What this all adds up to, of course, is that illegal protestors face no real deterrent to continued actions here. Indeed, SJP has said that are NOT deterred, and will continue their activities, legal or not.

Apropos of that, let me emphasize again that I’m all in favor of SJP, or any other student group, conducting legal protests on campus. We are, after all, the premier “free speech university,” though our national ranking on free speech by FIRE dropped in a year from #1 to #13. But freedom of speech demands, at least on campus, that speech be conducted in the proper “time, place, and manner,” and that here you cannot deplatform other speakers or interfere with the normal functions of a university.

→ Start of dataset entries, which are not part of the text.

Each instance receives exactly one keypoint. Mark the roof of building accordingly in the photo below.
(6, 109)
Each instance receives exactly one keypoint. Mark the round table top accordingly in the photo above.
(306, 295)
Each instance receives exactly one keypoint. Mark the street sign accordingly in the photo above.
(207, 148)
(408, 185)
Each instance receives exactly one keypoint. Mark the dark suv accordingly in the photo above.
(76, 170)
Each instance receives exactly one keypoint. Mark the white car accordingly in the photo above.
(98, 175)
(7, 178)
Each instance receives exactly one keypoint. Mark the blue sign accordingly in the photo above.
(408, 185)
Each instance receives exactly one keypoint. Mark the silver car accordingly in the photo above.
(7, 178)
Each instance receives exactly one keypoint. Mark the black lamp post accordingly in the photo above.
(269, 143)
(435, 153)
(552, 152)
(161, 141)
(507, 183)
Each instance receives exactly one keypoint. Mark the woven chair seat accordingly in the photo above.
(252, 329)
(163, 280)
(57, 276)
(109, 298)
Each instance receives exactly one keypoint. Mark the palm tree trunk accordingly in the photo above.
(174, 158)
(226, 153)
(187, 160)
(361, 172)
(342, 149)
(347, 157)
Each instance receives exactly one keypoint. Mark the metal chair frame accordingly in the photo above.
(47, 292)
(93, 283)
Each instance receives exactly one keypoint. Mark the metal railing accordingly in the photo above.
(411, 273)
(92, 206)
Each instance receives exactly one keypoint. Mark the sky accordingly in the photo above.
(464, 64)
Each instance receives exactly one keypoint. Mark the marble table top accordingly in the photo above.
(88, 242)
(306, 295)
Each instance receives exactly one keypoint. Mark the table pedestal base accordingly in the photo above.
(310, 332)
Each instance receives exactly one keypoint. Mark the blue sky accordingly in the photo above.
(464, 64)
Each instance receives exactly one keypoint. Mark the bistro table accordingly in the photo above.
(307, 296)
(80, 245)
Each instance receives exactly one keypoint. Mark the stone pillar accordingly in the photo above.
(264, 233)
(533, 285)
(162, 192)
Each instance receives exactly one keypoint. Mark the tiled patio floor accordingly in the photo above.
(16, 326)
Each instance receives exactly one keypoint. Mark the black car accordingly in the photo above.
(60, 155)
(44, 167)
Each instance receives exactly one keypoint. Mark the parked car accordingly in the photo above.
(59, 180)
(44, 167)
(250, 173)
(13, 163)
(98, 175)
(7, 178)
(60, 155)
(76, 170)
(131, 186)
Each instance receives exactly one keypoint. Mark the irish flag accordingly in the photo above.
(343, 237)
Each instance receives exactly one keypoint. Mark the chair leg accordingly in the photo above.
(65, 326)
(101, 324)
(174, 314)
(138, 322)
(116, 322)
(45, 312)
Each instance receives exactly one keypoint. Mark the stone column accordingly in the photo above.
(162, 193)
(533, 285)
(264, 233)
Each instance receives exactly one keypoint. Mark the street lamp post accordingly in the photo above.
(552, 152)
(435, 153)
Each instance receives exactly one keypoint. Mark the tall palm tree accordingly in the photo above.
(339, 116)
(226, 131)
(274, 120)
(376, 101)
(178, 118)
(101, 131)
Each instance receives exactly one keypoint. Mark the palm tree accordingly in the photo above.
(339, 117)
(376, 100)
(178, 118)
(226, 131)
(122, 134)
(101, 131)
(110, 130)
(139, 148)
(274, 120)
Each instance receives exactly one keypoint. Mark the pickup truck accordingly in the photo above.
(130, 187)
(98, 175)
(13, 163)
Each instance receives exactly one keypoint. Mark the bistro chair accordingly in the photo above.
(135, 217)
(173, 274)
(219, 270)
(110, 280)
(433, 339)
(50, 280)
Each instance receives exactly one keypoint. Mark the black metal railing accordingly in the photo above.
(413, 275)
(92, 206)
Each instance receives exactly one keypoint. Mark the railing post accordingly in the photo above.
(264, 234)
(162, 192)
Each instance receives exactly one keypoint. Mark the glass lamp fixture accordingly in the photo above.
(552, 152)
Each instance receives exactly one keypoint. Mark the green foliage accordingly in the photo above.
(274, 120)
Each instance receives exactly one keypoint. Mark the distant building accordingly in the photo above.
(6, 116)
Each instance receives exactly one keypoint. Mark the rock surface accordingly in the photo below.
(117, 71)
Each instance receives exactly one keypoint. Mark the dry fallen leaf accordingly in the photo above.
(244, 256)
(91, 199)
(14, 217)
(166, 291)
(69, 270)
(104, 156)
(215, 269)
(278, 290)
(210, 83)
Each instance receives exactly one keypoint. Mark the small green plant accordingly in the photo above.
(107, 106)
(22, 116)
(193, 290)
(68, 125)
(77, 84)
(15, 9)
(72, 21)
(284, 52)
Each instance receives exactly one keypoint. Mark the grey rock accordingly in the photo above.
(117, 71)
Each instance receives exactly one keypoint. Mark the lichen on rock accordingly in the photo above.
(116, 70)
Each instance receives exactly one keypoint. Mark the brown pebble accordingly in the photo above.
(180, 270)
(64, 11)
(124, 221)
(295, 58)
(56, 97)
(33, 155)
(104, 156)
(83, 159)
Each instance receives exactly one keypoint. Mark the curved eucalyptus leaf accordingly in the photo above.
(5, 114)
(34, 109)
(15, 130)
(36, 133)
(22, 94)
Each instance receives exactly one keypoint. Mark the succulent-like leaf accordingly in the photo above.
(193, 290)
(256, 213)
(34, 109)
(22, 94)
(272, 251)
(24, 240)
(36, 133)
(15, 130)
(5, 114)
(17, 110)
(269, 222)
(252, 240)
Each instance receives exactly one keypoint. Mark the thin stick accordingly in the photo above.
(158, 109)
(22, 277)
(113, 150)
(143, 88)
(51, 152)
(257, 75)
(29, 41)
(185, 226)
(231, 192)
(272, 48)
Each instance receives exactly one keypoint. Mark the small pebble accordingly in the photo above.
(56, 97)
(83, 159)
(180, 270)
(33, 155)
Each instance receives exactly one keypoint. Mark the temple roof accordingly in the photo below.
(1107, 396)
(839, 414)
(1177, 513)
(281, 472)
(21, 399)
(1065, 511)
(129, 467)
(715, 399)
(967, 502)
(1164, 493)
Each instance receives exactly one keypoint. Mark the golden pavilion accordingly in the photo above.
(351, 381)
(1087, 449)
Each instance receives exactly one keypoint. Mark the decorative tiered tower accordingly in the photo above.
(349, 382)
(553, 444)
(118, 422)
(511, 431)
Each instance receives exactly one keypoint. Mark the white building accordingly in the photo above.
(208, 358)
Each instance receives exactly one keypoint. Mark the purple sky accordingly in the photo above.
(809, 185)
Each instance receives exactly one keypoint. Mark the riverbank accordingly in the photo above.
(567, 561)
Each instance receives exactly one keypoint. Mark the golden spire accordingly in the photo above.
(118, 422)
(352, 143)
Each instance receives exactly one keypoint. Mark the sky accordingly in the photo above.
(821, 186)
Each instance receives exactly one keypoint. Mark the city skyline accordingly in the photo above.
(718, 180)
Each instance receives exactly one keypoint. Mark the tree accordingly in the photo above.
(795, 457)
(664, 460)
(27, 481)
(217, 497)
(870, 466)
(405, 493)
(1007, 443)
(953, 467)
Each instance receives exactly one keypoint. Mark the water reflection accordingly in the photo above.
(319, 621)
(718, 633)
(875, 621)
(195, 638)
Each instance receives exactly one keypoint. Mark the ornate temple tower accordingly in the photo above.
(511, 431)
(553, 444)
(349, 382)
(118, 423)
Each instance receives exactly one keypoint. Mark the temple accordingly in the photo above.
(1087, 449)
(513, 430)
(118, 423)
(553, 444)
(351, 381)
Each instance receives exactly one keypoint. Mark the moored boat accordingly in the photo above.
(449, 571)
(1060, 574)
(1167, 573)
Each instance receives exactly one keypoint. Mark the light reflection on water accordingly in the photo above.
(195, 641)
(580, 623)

A camp-in and sit-in on May 1 violates many of these structures. I would suggest that the administration, which apparently already knows about these plans, gird its loins and for once get ready to levy meaningful punishments on those who endanger free speech and academic access. There is no other way to deter future disruptions.

In a January 24 letter to the main student newpaper, the Chicago Maroon, I asked, “Should Students for Justice in Palestine be a Recognized Student Organization?” If they proceed with this planned demonstration, the answer would clearly be “no.”  The proper punishment for illegal “camp-ins” or sit-ins is expulsion of SJP as an RSO from our University, plus the arrest and suspension of demonstrators.

Will this happen? My guess is “no.”  Our administration has shown little taste for cracking down on illegal demonstrations, perhaps because they don’t want national attention. (In addition, if we suspend foreign students, they lose their visas and have to leave the U.S., depriving the University of the large tuitions that such students pay.)  Still, I suspect that donors are paying attention, too.

But the main point is that if we are to retain any reputation as a free-speech school, we cannot allow others to disrupt speech and the academic activities of our campus. In the end, it is our reputation for free inquiry, unimpeded by those who shout down others, bang drums, and generally disrupt campus life, that us gain a national reputation.

All I know is that I wouldn’t want to be in the President’s shoes now, because he’s got some hard decisions to make. For the entire academic community of America will be watching.

Oh, and if the campers think that their charade will persuade the University of Chicago to divest from Israel, they’re dead wrong. Our investments are kept secret from all but the trustees, and they’ve never bowed to protests. The demonstration will be, as nearly all of them are, performative.